Copyright : Laboratoire LEMAR- 2018
Laurent Memery
Regional
Start Date
03/12/2024
End Date
03/12/2024
Marine microorganisms (prokaryotic as well as eukaryotic) are the basis of aquatic food webs and represent the least explored compartment of biodiversity on Earth, despite being one of the most reactive and influential in terms of global ecology and climate change. Recent technological advances in high throughput DNA sequencing provide almost exhaustive and semi-quantitative data on the diversity of microbes in a given ecosystem. At the same time, new theoretical developments are addressing the issue of planktonic biodiversity. Within phytoplankton, based on a representation of the ecological traits of several dozen phenotypes competing for a limited number of resources, biodiversity patterns are studied in relation to a variable 3D hydrodynamic environment. Dynamic forcing makes it possible to identify the phytoplankton most likely to develop and thus define type “habitats”.

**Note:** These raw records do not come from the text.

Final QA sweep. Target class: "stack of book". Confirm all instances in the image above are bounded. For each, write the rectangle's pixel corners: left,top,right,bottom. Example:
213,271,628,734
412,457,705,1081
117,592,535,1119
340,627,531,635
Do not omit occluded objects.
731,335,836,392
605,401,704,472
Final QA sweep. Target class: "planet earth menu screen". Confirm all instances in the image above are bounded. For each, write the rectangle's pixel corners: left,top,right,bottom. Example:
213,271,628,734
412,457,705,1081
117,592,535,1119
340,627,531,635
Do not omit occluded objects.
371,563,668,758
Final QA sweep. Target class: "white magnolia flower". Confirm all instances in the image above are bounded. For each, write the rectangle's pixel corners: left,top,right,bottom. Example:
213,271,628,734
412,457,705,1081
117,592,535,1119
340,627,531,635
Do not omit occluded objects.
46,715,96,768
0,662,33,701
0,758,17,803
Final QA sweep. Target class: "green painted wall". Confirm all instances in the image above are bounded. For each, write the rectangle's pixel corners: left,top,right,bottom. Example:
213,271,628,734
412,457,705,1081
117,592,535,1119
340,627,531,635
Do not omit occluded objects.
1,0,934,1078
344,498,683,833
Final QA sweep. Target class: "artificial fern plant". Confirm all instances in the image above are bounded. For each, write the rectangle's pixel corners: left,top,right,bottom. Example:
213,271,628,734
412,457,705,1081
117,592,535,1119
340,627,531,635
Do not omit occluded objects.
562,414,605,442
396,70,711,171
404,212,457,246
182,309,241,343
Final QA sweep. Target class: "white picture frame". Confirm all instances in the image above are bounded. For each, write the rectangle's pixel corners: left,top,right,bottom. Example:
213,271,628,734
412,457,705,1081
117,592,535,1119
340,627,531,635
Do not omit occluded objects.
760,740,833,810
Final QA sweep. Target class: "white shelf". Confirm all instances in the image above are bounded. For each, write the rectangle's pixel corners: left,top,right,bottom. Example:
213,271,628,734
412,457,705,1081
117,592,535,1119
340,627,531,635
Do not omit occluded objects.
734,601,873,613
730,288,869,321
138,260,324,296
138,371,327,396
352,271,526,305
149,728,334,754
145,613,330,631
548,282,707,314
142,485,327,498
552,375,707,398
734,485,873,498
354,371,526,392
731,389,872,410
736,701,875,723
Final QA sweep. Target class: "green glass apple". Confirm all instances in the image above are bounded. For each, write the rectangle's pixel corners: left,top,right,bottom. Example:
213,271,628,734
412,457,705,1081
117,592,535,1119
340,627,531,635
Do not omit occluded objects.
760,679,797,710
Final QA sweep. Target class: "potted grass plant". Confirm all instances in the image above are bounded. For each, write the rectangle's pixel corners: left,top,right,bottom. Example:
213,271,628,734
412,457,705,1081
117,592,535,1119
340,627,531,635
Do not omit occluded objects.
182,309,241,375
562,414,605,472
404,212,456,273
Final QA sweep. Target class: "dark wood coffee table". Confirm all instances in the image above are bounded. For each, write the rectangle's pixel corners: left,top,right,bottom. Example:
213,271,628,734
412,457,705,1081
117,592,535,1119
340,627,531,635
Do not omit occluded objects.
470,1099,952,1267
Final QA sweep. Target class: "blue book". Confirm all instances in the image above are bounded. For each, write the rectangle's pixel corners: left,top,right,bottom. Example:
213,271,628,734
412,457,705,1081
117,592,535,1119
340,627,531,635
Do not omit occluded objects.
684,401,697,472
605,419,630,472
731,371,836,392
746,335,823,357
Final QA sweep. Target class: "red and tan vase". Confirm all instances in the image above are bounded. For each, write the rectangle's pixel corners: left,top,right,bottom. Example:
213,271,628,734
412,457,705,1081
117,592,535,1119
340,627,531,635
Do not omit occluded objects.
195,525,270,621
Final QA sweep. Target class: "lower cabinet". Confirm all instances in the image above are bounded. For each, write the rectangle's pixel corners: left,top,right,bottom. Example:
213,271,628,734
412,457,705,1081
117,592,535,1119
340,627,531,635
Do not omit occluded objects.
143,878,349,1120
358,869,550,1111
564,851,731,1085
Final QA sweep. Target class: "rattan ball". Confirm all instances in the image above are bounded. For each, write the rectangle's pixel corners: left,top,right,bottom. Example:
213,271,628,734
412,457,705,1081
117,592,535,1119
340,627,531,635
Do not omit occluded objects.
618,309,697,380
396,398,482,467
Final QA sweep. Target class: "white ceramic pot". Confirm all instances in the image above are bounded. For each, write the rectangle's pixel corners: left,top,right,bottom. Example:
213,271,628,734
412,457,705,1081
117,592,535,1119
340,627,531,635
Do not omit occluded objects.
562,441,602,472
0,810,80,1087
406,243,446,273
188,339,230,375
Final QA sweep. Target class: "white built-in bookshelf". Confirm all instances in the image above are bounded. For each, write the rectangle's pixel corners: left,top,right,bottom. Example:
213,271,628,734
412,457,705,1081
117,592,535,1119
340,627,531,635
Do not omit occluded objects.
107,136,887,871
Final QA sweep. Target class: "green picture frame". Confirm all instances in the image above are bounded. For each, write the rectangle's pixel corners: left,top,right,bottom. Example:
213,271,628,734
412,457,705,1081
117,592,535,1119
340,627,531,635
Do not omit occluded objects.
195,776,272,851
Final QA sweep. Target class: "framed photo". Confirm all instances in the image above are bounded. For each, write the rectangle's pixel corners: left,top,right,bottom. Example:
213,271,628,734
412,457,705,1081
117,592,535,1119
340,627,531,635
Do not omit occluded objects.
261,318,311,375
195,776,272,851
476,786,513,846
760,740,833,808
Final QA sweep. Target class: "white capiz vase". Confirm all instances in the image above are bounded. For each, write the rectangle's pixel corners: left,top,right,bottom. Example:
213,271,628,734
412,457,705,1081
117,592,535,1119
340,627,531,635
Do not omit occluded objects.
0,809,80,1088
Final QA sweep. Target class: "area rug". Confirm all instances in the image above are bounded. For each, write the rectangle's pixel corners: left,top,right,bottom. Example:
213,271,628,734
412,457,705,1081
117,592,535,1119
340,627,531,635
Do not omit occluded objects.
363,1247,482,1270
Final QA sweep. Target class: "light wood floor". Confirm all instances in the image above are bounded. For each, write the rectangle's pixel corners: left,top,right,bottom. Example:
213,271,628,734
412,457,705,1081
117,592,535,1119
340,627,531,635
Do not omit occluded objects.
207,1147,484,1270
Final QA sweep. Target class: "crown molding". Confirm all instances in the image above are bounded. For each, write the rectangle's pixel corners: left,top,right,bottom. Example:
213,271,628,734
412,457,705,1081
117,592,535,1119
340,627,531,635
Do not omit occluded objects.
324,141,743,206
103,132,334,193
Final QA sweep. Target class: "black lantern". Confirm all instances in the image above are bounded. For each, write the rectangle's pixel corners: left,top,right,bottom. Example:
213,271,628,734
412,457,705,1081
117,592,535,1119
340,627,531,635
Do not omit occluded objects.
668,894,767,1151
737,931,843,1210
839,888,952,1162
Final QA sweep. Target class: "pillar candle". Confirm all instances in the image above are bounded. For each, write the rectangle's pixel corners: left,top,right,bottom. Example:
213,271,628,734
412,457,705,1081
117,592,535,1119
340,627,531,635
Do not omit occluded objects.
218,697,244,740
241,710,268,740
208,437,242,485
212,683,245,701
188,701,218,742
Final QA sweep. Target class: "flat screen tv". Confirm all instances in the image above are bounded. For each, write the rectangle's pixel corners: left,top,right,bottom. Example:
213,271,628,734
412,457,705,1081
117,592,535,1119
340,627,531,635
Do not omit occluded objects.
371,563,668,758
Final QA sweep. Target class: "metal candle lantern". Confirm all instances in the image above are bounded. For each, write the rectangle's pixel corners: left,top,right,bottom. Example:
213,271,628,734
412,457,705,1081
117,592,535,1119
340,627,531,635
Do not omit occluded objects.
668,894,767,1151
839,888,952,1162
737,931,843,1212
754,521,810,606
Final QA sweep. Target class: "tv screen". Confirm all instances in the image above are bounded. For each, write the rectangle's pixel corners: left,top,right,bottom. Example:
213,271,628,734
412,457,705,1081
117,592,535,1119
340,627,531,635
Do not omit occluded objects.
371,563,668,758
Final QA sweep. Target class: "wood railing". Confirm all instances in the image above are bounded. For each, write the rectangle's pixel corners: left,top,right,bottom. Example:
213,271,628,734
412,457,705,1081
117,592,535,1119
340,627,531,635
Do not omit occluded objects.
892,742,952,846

M2BIPAT project aims to use the Bay of Brest- near Iroise Sea as a natural laboratory to study the responses of the microbial ecosystem to contrasting environmental conditions. Associated with a very marked tidal front, it brings together, over a small geographical area, very diverse environmental conditions, estuarine and strongly anthropized in the Bay of Brest, eutrophic but mixed in the near Iroise area, and seasonally stratified or mixed offshore.
The M2BIPAT project combines an observational meta-barcody-type approach with physical/biological numerical simulations to monitor and understand the evolution of microbial biodiversity, more particularly phytoplankton (bacteria/procaryotes and eukaryotes) and to effectively study the feedback between the distribution of resources and substrates (growth limitations), first-orderly regulated by physics (here, small and medium-scale hydrological structures) and the composition of microbial communities.